Chris R. - Really wants to be Justin Timberlake, but ain't no way he's bringing the sexy back. Far too much of the song he was yelling and wailing, and in no way was it what you or I might deem "singing."

Jordin - My favorite, but a little nervous tonight. The judges didn't see it like I did, however, and pronounced her an equal with Lakisha and Melinda. There's still hope, then. Keep her dream alive, America! I don't vote, I just judge yours.

9 comments:

Tim Ellsworth said...

I thought the exact same thing about Diana Ross saying "pronounciate." I laughed when she kept saying it.

Scott said...

Melinda! Melinda! Melinda!

Erin said...

I was watching it with my family, and when Diana Ross created her own word, I practically shouted, "There's enunciate and pronounce, but there's no pronunciate!" I get a little excited about vocabulary.

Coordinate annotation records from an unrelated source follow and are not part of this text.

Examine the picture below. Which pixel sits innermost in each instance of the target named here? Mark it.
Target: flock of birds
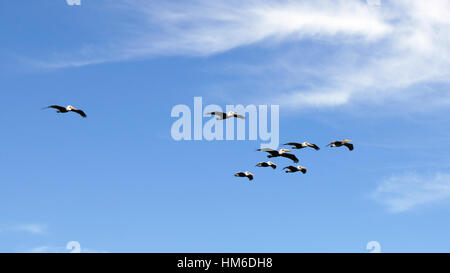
(272, 153)
(284, 152)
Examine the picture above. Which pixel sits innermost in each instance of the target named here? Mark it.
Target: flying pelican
(302, 145)
(249, 175)
(344, 142)
(292, 169)
(267, 164)
(281, 152)
(69, 108)
(222, 115)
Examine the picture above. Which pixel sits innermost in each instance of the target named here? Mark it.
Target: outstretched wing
(291, 157)
(267, 150)
(270, 151)
(349, 146)
(57, 107)
(313, 146)
(292, 168)
(293, 144)
(80, 112)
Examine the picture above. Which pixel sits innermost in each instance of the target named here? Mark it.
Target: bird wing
(80, 112)
(291, 156)
(349, 146)
(293, 144)
(267, 150)
(60, 108)
(313, 146)
(292, 168)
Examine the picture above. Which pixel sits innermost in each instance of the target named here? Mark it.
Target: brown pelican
(292, 169)
(267, 164)
(281, 152)
(69, 108)
(344, 142)
(222, 115)
(249, 175)
(302, 145)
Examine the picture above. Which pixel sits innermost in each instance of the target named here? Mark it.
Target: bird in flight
(267, 164)
(222, 115)
(249, 175)
(281, 152)
(302, 145)
(70, 108)
(344, 142)
(292, 169)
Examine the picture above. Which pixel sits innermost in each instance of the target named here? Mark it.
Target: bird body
(267, 164)
(222, 115)
(70, 108)
(247, 174)
(345, 142)
(302, 145)
(281, 152)
(293, 169)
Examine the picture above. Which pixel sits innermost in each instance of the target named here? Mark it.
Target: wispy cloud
(405, 192)
(384, 49)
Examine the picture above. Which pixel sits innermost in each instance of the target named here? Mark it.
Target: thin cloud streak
(380, 51)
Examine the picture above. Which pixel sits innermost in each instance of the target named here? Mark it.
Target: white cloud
(405, 192)
(378, 52)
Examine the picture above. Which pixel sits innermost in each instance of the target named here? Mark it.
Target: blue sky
(117, 181)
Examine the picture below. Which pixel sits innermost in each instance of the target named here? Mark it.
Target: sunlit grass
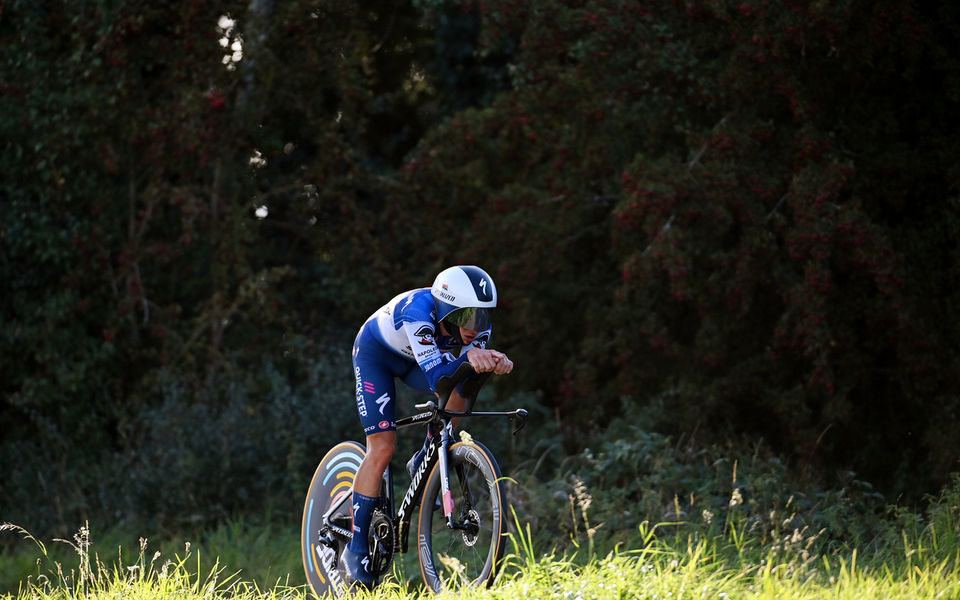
(663, 568)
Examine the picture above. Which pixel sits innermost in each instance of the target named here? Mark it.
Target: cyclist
(418, 336)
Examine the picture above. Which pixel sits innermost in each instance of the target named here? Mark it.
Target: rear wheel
(469, 553)
(332, 481)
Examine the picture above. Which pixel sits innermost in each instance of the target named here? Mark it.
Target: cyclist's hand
(484, 361)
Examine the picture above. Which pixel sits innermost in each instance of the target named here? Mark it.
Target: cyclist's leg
(374, 369)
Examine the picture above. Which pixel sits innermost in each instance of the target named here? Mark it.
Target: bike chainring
(381, 539)
(470, 535)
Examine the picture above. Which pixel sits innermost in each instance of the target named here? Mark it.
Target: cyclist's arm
(434, 362)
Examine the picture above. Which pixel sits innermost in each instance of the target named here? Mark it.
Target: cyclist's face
(468, 335)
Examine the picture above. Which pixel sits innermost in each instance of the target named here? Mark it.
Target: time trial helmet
(464, 297)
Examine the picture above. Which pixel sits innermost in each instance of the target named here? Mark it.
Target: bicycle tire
(450, 559)
(332, 479)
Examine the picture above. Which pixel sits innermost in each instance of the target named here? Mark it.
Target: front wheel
(469, 553)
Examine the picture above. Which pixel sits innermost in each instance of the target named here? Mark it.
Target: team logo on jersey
(425, 336)
(382, 402)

I have a feeling Sanjaya isn't going anywhere for a while, and that has me very very depressed.

Jeff said...

Later last night I read Television Without Pity's recap and they, too, noticed, so apparently Diana Ross is the only person on the planet who can't tell the difference.

But that's okay, because she's Diana Ross.

Michael - Lover of Amy said...

We're still working our way through the episdoe we DVR'd but so far we are of the exact thoughts, perhaps with the exception of Haley, who sounded pretty good, at least better than anything in the past. We have the last four to watch, but dang man. Brandon sounds too much like DL Hughley, especially if you watyched Studio 60. Melinda, well she and Lakisha have the advantage already, and then you go and have the contestents sing Diana Ross?!?!? Why not just eliminate all the guys and any white ladies now. Sheesh! Yeah, and there is something odd about Melinda's head.

We like Chris, glasses or not, I give him credit for the arrangement, but if he sang it straight he would have been slammed for not making it original or his own, so he makes it his own (or at least Coldplay's) and still gets slammed.

Gina - I want to like her, but the ending with weak, boring chorus stuff with the back-up singes was the pits. Did you notice her mom has red in the hair now too?

Michael Jackson, Jr. - I have never wished more that they had a judges VETO button they could deploy twice a season. Sanjaya would be gone and Sundance would be here still. I knew that Sanj had no idea at all what Simon was talking about and was trying to figure out where there was a SeaWorld in Beverly Hills. What a moron, and a no-talent moron at that.

Haley - Okay, I liked the voice, nice look, weird thing with the belt around her groin apparently there to keep her dress attached to her body, not that it helped with her sitting on the chair for all the upskirt pervs to enjoy.

Phil Stacey - too much like Peter Furler of the Newsboys with his ears sticking out further. Good vocals, and thankfully less eye make-up than past weeks. Wanna just give him the shaggy hair and call him Cryptkeeper?

Kiki - whatever, black gospel voice doing a jazz standard. Amy said fat people should not wear white.

We'll watch the rest of the show later.

Jeff said...

Val wasn't a fan of the dress, either, but I thought she looked very nice. Women are harsh!

Michael - Lover of Amy said...

You calling me a woman? Woman! You're a woman, because that's what I think of you! (obscure reference to Adventures of Ford Fairlane here)

stacy said...

haha when paula cried for Melinda Joe & I both said her valium wore off. poor paula.

I wish you and Joe would quit teasing Melinda about her huge noggin! She's awesome!

OMG we were laughing at pronunciate too.

Sanjaya - i agree he wants to leave. Poor kid has been through enough & he knows he shouldn't be there!

Haley - i just keep thinking she'd make a good Christian pop singer. I don't know why! Amy Grant resemblance? I see her on stage with Carmen.

Jordin - she has now sung 2 cheesy songs from Disney movies! Enough!!! She's just too corny.

Jeff said...

With the "look-up-my-skirt" dress she Haley wore this week, I doubt she's going for the Christian audience.